4. Materials and Methods

4.1. Isolation of Strains and Growth Conditions

Twenty one bacterial isolates were obtained from six different sponge species (Aplysina aerophoba, Petrosia ficiformis, Corticium candelabrum, Ircinia sp., Chondrilla nucula, and Acanthella acuta), in previous studies [44,45].
Cryopreserved glycerol stocks of the strains were initially used as inoculum for regrowth on the original solid isolation media (Table S5) at 20 °C. Single colonies were picked and cultured in 250 mL Erlenmeyer flasks containing 20 mL of the respective liquid media in duplicates.
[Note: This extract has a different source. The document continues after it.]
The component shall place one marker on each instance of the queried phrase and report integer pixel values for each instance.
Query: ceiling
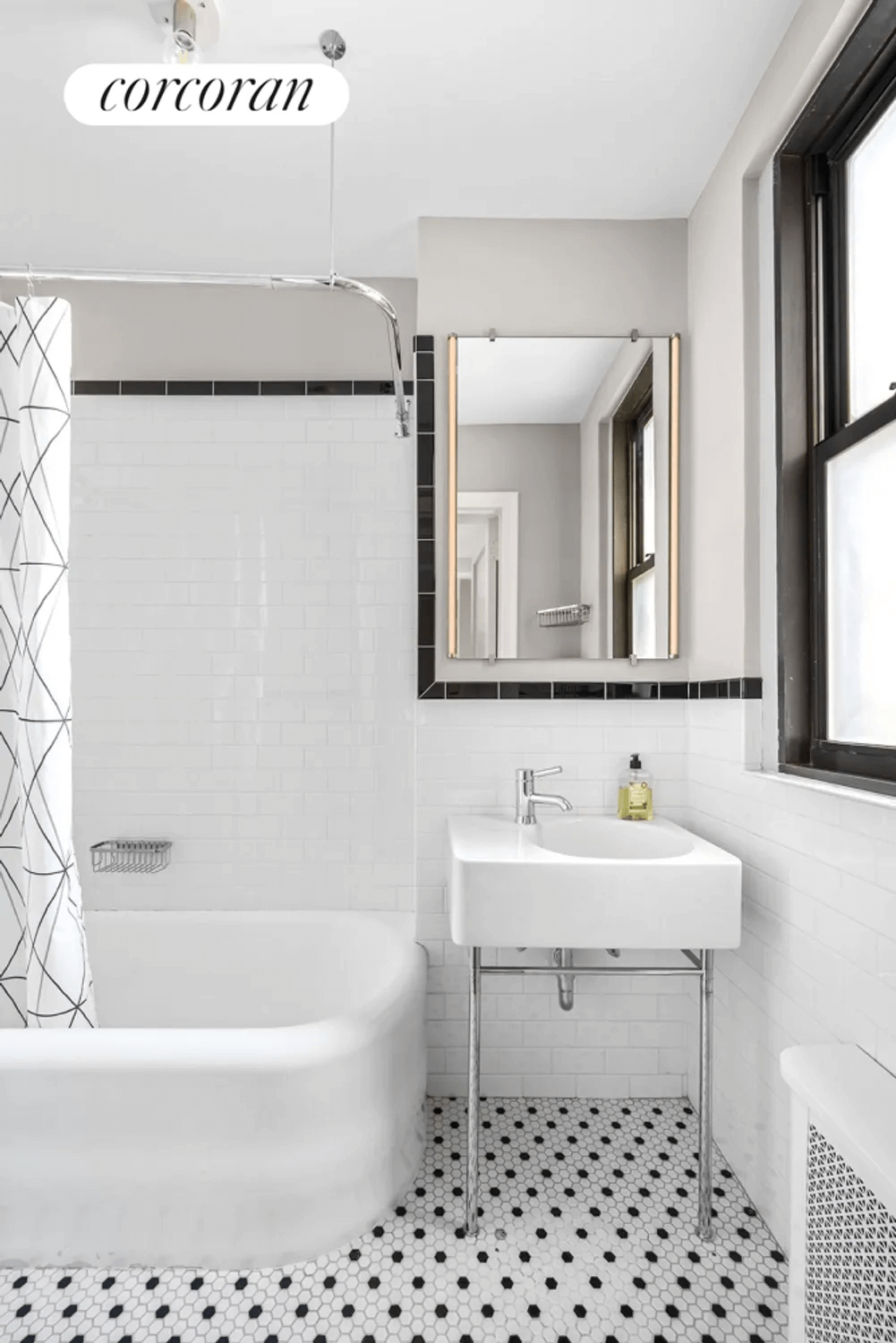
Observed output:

The flasks were incubated at 20 °C and shaken at 150 rpm in the dark for seven days. OD600 measurements were taken every 24 h in order to monitor the cell growth. After seven days of incubation and all cultures reaching the stationary phase, the content of the flask was stored at −20 °C until chemical extraction.
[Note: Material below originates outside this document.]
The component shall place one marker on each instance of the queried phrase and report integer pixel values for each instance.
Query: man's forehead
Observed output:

4.2. Strain Identification and Sanger Sequencing

The identity of the strains was confirmed by 16S rRNA gene Sanger sequencing. Single colonies were picked, stored in 100 μL nuclease-free water at −20 °C and served as template. The 16S rRNA gene amplicons were generated by PCR using primers 27F (5′-AGAGTTTGGATCMTGGCTCAG-3′) and 1492R (5′-CGGTTACCTTGTTACGACTT-3′) [88]. PCR reaction mixture and conditions were the same as described earlier [89]. PCR products were purified using the CleanPCR kit (CleanNA, Waddinxveen, The Netherlands) and quantified using a Nanodrop 2000c spectrophotometer (Thermo Fisher Scientific, Waltham, MA, USA). The purified PCR products were sequenced at Eurofins Genomics (Cologne, Germany) with primers 27F and 1492R. Quality control of the raw sequences was done with BioEdit 7.2.5 [90] by inspecting the chromatograms. In addition, consensus sequences of the near full length 16S rRNA gene were obtained by aligning the forward and reverse read with default settings. Taxonomic classification based on the near full length 16S rRNA gene sequences was performed using the blastn suite [91] against the NCBI nr/nt database (accessed on November 2020), considering as best hits the ones belonging to cultured representatives (Table 1 and Table S2).

4.3. Chemical Extraction

The culture broths from the Erlenmeyer flasks were extracted with the use of Sepabeads® SP207SS resin (Sorbent Technologies, Inc., Norcross, GA, USA). In particular, 20 mL of acetone was added to 10 mL of culture broth in EPA vials (Dispolab, Someren, The Netherlands). After 2 h of shaking at 220 rpm and room temperature (Kuhner ISF4-X Climo-Shaker, Kuhner Shaker S.A., Barcelona, Spain), the solvent was evaporated under a nitrogen stream overnight. Distilled water until final volume of 10 mL and 3 mL of a suspension of SP207ss resin dissolved in water were added to each sample. The vials were then placed in the incubator shaker at 220 rpm and room temperature for 2 h. A centrifugation step followed to settle the resin at 3500× g for 15 min (Speed Vac Plus SC210A, Savant Instruments, Inc., Holdbrook, NY, USA) and supernatants were discarded. Resin was washed by adding 16 mL of distilled water into each vial followed by shaking at 220 rpm and room temperature for 2 h. Samples were again centrifuged at 3500× g for 15 min and supernatants were discarded. To extract the adsorbed molecules from the resin, 10 mL of acetone was added to the resin for overnight mixing (Kuhner ISF4-X Climo-Shaker) at 20 °C. A last step of centrifugation (at 3500× g for 15 min, Speed Vac Plus SC210A, Savant Instruments, Inc., Holdbrook, NY, USA) was performed and the acetone extracts (organic phase) were transferred to glass tubes where 100% DMSO was added, and evaporated overnight under a nitrogen stream to 20% DMSO and a concentration of 2 × WBE (Whole Broth Equivalent). Moreover, 500 μL aliquots were prepared for each sample and stored at 4 °C overnight until bioactivity screening.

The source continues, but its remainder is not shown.